По всем сведениям, мисс Томас к настоящему времени испытывала очень мало объективно (или субъективно) негативных последствий, связанных с развитой психопатией, и преуспела во многих сферах жизни. Таким образом, ее можно считать «социализированным», «успешным» психопатом или по меньшей мере сравнительно адаптированным вариантом подобной личности.
ДЖОН ЭДЕНС, профессор факультета психологии
Техасского университета A&M
У меня инструментальный подход к морали. Я подчиняюсь общепринятым нормам, когда мне это удобно, а в остальных случаях поступаю как хочу, не ища себе оправданий. Однажды я помогала двум пожилым людям, пережившим холокост, заполнить бумажки, чтобы получить компенсации от правительства Германии. Они были парой: милая старушка лет восьмидесяти, без сомнения тратившая много денег на лицо и одежду, и еще более старый старик с всклокоченной седой шевелюрой и тем видом «все мне обязаны», который часто сопровождает в Лос-Анджелесе стареющих голливудских звезд. Его бумаги были в порядке; в какой-то момент он даже закатал рукав и показал мне татуировку с номером, указанным в анкете. В анкете женщины, однако, были несостыковки. Она копировала даты из предыдущего заявления на получение компенсации, но даты эти не соответствовали рассказанной ею истории. Судя по ее бумагам, она то попадала в лагеря, то выходила оттуда: трудно было заподозрить немцев в столь неэффективной работе. Я не знала, что писать, и сказала ей, что пойду спрошу совета у организаторов мероприятия. Старушка запаниковала, схватила меня за руку и посадила на место. Ее бормотание было сложно понять — из-за возраста, возможной сенильности и плохого английского. Показывая на анкету она говорила: «Это не я».
Если не ее сбивчивые слова, то привычка во всем предполагать обман, позволила мне сразу реконструировать ее историю. Историю подлога и выживания. Светлые волосы, голубые глаза — никто бы никогда не заподозрил, что она была еврейкой. Ей удалось «продержаться» все время войны, работая швеей, а затем украсть документы, подтверждающие ее историю, у женщины, которая умерла вскоре после освобождения. Такова была суть — я специально не стала задавать уточняющих вопросов. Интересно, догадывался ли ее муж, кем она была на самом деле. Интересно, был ли этот домысел плодом ее воображения или моего.

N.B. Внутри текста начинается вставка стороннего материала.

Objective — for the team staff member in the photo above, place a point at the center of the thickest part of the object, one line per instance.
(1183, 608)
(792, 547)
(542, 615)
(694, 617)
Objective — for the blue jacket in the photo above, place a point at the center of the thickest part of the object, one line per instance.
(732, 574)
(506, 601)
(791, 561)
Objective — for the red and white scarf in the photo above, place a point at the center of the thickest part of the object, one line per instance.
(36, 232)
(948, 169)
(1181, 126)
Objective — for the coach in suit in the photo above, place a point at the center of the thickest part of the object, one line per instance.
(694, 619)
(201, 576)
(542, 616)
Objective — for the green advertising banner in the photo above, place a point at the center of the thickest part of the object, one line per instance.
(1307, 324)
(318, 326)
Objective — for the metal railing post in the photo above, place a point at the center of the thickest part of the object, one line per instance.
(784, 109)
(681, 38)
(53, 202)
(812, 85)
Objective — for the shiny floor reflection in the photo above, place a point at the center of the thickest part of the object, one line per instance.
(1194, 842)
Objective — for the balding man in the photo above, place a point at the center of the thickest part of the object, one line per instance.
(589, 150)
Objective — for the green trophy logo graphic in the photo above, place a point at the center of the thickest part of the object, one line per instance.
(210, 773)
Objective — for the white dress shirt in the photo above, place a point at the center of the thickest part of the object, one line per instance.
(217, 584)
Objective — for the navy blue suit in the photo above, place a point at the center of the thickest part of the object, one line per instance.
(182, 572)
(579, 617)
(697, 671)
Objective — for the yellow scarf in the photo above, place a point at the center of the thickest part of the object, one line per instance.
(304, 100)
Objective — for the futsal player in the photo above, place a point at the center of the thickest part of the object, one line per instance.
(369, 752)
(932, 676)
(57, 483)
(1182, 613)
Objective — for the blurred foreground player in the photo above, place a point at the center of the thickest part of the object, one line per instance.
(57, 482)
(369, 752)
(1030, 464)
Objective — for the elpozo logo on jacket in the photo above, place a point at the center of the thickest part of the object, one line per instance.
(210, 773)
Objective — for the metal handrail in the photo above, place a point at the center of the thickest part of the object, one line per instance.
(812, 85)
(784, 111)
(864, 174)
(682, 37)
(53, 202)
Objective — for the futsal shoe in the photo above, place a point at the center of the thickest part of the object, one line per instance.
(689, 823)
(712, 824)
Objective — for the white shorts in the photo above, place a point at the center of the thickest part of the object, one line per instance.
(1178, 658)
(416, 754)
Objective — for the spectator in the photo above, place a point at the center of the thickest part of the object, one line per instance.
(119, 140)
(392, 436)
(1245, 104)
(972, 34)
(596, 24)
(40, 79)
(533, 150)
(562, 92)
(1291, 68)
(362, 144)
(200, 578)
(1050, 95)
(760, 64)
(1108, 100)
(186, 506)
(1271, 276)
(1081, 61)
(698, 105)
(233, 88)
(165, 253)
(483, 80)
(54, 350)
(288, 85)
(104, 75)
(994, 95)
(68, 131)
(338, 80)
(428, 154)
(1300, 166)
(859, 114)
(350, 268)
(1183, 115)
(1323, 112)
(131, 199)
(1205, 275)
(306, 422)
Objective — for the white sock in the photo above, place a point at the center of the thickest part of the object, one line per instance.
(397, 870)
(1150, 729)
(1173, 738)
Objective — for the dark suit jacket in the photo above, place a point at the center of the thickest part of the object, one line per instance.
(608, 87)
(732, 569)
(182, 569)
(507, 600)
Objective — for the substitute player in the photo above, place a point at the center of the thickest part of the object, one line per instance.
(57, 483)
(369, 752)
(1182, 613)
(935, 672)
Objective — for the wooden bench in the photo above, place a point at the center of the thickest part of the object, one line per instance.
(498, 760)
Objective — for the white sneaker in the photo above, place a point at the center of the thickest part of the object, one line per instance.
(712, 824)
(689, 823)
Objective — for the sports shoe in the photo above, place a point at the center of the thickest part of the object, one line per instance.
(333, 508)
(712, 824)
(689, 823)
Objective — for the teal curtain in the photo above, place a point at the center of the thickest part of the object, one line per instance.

В любом случае, я не испытывала никаких угрызений совести, помогая ей заполнять анкету. От меня не требовалось сомневаться в ее истории, только попытаться ее изложить. Я была рада помочь, я ею даже восхищалась на самом деле. В этой женщине я узнавала себя. Родную душу. Она знала, каково это — выжить любой ценой. Изобретательное похищение чужой личности ради спасения от притеснений: я могла только надеяться совершить такое в своей жизни.
Старушке, возможно, повезло, что ей попалась я, а не другой волонтер. Кто-то с менее разболтанным моральным компасом мог бы задать больше вопросов и выяснить больше потенциально инкриминирующих деталей. Склонный к сочувствию человек мог бы задуматься, какие страдания ей пришлось пережить во время войны, пусть даже не те, и вызванные не тем, за что полагалась реституция. Вероятно, она жила в постоянном страхе, что ее личину раскроют. Кто знает, кому ей приходилось давать взятки, дарить дружбу или любовь, чтобы сохранить свободу? Но в то же время он мог бы не захотеть помогать человеку, нарушающему правила ради своей выгоды. Разве не достойны отвращения люди, которые принимают не причитающиеся им деньги и злоупотребляют социальной помощью? Не говоря уж о том, что можно осудить ее решение использовать свой арийский вид, чтобы избежать страданий, на которые пошли ее родственники. Какое счастье, что я не мучилась моральными дилеммами и быстро закончила все дела: они успели даже перехватить неплохой обед.
Я никогда никого не убивала, но мне, безусловно, этого хотелось. Может, у меня психическое отклонение, но я не сумасшедшая. В мире, полном бессмысленной мышиной возни мрачных посредственных ничтожеств, моя исключительность притягивает людей, как огонь мотыльков.
Однажды приехав в Вашингтон, я пошла по выключенному эскалатору, и работник метро попытался меня пристыдить. «Вы что, не видели ограждения?», — спросил он. — «Ограждения?» — «Я же поставил ограждение, и вы должны были обойти его!». Я молчала, мое лицо ничего не выражало. «Вы нарушаете правила! Так нельзя!» — сказал он. Я промолчала. «Ну хорошо, в следующий раз вы не будете нарушать, договорились?» — он был явно выбит из колеи.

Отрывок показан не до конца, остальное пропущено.